Last week, Sam Brownback, the US ambassador for international religious freedom, said the US wanted the world body to take up the succession issue of the Tibetan spiritual leader, Press TV wrote.
The choice of the Dalai Lama’s successor “belongs to the Tibetan Buddhists and not the Chinese government,” Brownback told AFP.
Angered by the comments, China – which regards the Dalai Lama as the leader of the secessionists pursuing independence for Tibet – described the move as interference in its domestic affairs.
Chinese Foreign Ministry spokesman Geng Shuang said at a regular press briefing in Beijing on Monday that such meddling was doomed to failure.
“It is doomed to fail and will certainly be met with opposition from the international community,” said the official.
Concerns over the health of 84-year-old Dalai Lama, who fled into exile in India following a failed 1959 Tibetan revolt against Chinese rule, have renewed uncertainties over his possible successor.

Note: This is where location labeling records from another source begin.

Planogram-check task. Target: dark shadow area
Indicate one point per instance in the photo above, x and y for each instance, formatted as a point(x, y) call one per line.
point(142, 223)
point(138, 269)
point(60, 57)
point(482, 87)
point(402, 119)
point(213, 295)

Washington says Beijing is seeking to handpick a successor to the Dalai Lama, who suffered a chest infection earlier this year, although he is not known to have serious health issues.
China said late last month that its approval is a must for choosing the successor to the Dalai Lama.
The comments came after Brownback, who met the Dalai Lama in Dharmshala last Monday, hit out at what he called China’s “persecution” of the Tibetan people’s faith and said they have the right to choose their own religious leaders.